Méthodes de simulations: leur brevetabilité enfin confirmée !

La Grande Chambre de recours de l’office européen des brevets a rendu, le 10 mars 2021, une décision (décision G1 /19) qui apporte des réponses à la question de la brevetabilité des méthodes de simulation.

Pour rappeler le contexte, la demande de brevet européen 03793825.5 concernant la modélisation et la simulation des mouvements d’une foule de piétons dans un bâtiment avait été rejetée par la division d’examen pour défaut d’activité inventive.

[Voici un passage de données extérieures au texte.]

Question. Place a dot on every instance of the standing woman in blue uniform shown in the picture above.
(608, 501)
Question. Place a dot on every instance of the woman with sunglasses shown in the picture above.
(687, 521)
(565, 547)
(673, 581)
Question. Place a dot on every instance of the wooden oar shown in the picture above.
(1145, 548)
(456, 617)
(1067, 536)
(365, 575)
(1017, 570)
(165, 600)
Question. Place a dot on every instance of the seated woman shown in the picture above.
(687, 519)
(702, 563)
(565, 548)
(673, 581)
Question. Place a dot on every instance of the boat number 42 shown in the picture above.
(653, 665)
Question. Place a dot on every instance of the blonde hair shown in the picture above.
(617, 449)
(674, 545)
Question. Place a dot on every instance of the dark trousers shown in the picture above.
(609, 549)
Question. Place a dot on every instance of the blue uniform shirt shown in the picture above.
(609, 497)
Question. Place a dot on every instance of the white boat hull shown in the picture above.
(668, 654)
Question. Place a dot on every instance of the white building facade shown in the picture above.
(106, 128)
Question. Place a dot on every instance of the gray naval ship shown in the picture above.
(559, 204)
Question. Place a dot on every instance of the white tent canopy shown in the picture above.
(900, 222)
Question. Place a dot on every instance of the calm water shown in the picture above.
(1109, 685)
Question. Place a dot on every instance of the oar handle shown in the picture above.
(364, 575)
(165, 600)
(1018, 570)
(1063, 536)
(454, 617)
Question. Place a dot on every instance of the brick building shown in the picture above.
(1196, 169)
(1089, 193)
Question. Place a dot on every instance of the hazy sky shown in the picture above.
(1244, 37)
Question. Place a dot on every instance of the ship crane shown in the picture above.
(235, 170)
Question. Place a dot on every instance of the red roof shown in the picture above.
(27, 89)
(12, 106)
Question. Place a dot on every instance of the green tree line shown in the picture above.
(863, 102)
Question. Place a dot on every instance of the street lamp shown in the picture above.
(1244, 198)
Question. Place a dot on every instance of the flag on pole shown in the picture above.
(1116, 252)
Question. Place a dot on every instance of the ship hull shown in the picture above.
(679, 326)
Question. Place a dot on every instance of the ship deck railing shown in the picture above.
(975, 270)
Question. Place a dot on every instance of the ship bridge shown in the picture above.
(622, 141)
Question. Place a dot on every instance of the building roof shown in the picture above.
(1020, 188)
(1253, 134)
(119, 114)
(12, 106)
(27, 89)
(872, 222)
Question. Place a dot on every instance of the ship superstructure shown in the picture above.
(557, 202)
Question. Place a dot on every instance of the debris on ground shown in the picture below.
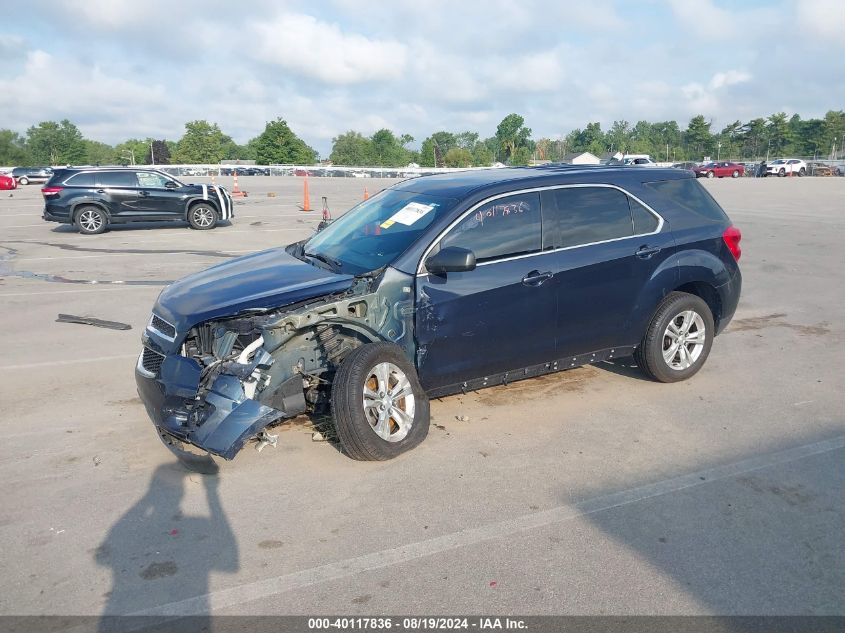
(111, 325)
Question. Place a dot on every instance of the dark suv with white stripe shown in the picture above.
(92, 199)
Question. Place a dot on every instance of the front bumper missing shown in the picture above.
(220, 423)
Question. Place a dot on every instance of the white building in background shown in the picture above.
(580, 158)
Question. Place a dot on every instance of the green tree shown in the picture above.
(458, 157)
(698, 138)
(97, 153)
(158, 154)
(51, 143)
(278, 144)
(203, 142)
(388, 150)
(512, 135)
(12, 149)
(352, 148)
(777, 126)
(132, 151)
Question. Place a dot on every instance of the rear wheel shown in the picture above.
(380, 409)
(91, 220)
(202, 217)
(678, 339)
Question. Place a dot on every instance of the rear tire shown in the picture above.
(380, 409)
(202, 217)
(91, 220)
(678, 339)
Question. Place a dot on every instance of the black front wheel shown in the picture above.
(91, 220)
(380, 409)
(202, 217)
(678, 339)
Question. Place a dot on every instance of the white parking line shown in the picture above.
(249, 592)
(157, 254)
(112, 288)
(58, 363)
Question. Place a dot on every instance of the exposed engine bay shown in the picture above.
(237, 375)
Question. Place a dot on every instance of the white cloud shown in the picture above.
(304, 45)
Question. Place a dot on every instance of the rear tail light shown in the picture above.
(732, 237)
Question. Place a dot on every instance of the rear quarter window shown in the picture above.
(81, 180)
(688, 194)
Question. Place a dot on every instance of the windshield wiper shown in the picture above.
(333, 263)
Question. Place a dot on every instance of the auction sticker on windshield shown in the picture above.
(408, 214)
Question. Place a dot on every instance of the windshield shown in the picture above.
(377, 231)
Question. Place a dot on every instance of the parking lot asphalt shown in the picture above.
(593, 491)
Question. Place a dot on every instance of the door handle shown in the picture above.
(645, 252)
(535, 278)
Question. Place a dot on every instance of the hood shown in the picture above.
(268, 279)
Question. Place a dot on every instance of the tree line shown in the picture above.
(59, 143)
(52, 143)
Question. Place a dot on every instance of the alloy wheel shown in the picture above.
(203, 217)
(683, 340)
(90, 221)
(389, 402)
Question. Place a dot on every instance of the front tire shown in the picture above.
(380, 409)
(91, 220)
(678, 339)
(202, 217)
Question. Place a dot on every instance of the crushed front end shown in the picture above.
(225, 380)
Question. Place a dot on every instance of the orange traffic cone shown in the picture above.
(236, 191)
(306, 199)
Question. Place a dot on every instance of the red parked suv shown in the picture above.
(719, 169)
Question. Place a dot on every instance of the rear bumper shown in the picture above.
(51, 214)
(729, 298)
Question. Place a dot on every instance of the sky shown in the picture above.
(122, 68)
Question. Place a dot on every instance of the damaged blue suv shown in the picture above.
(440, 285)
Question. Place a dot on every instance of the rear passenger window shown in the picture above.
(505, 227)
(584, 215)
(644, 220)
(81, 180)
(117, 179)
(690, 195)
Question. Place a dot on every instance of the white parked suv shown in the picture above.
(786, 166)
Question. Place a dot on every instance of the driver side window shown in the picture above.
(505, 227)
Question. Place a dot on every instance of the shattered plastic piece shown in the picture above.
(112, 325)
(265, 439)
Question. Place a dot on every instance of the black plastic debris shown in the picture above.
(112, 325)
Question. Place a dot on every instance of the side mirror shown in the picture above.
(451, 259)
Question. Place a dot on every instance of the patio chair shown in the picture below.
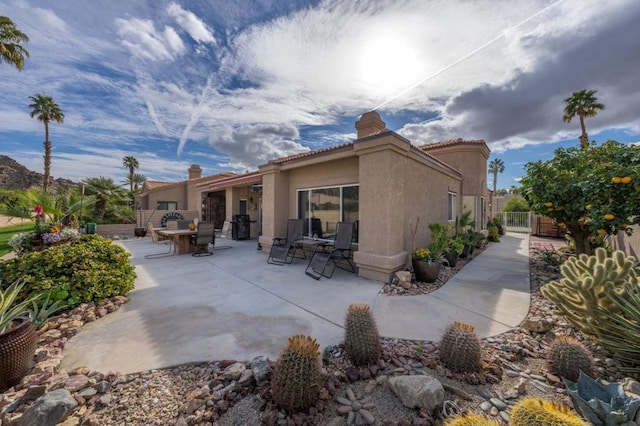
(284, 250)
(203, 238)
(156, 240)
(327, 257)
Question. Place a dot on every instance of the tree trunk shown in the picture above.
(581, 239)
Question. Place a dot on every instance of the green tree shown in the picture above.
(496, 166)
(516, 204)
(45, 110)
(106, 193)
(10, 38)
(594, 192)
(582, 103)
(131, 163)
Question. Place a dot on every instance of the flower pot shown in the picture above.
(426, 272)
(452, 258)
(17, 349)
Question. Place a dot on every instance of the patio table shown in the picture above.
(181, 239)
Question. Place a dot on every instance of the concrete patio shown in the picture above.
(233, 305)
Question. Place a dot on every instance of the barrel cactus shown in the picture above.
(361, 337)
(538, 412)
(470, 420)
(460, 348)
(567, 357)
(583, 295)
(297, 377)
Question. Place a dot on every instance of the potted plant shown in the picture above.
(17, 336)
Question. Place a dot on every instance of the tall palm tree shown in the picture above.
(132, 164)
(46, 110)
(582, 103)
(10, 49)
(496, 166)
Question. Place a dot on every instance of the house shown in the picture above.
(380, 182)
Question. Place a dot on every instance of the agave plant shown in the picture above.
(603, 405)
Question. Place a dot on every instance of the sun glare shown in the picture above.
(389, 64)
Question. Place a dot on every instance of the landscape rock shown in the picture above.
(419, 391)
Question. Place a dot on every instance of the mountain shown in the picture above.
(14, 175)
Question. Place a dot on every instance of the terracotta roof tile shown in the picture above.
(310, 153)
(449, 142)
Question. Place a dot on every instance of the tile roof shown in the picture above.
(310, 153)
(450, 142)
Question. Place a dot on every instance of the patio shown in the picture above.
(233, 305)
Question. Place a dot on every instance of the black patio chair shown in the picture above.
(203, 238)
(284, 250)
(327, 257)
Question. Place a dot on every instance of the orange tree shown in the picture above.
(593, 192)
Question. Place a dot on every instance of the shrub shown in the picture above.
(90, 269)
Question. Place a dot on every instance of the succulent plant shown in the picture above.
(583, 295)
(460, 348)
(603, 405)
(470, 420)
(297, 378)
(567, 357)
(361, 337)
(538, 412)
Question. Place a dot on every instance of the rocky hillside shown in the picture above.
(14, 175)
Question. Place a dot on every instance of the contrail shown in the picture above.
(467, 56)
(195, 116)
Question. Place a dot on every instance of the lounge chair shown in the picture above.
(284, 249)
(327, 257)
(203, 238)
(156, 240)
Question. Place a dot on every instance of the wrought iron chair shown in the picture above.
(203, 238)
(284, 250)
(327, 257)
(156, 240)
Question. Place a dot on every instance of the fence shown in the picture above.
(515, 221)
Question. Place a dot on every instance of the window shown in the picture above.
(167, 205)
(451, 215)
(323, 208)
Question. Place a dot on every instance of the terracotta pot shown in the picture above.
(426, 272)
(17, 349)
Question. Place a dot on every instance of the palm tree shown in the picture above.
(496, 166)
(46, 110)
(105, 192)
(132, 164)
(10, 49)
(583, 104)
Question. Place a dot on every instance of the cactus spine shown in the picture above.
(533, 411)
(296, 380)
(582, 296)
(361, 338)
(460, 348)
(567, 356)
(470, 420)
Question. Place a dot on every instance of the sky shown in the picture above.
(231, 84)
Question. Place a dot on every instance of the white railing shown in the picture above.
(515, 221)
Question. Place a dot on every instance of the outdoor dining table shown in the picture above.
(181, 239)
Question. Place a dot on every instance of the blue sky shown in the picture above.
(230, 84)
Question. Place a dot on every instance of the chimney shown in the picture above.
(195, 172)
(369, 124)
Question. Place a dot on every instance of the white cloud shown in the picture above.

En effet, celle-ci avait alors considéré que le caractère technique de la méthode de simulation revendiquée n’était lié qu’à l’utilisation d’un ordinateur conventionnel et qu’elle ne pouvait, de ce fait, pas être considérée comme inventive. La demanderesse a fait appel de cette décision et les questions suivantes ont été soulevées :

  1. Dans le cadre de l’évaluation de l’activité inventive, une simulation mise en œuvre par ordinateur d’un système ou d’un processus technique peut-elle résoudre un problème technique en produisant un effet technique qui va au-delà de la mise en œuvre de la simulation sur un ordinateur si la simulation mise en œuvre par ordinateur est revendiquée comme telle ?
  2. [2B] En particulier, est-ce une condition suffisante que la simulation soit basée, au moins en partie, sur des principes techniques sous-jacents au système ou au processus simulé?
  3. Quelles sont les réponses aux première et deuxième questions si la simulation mise en œuvre par un ordinateur est revendiquée comme faisant partie d’un processus de conception, en particulier pour vérifier une conception ?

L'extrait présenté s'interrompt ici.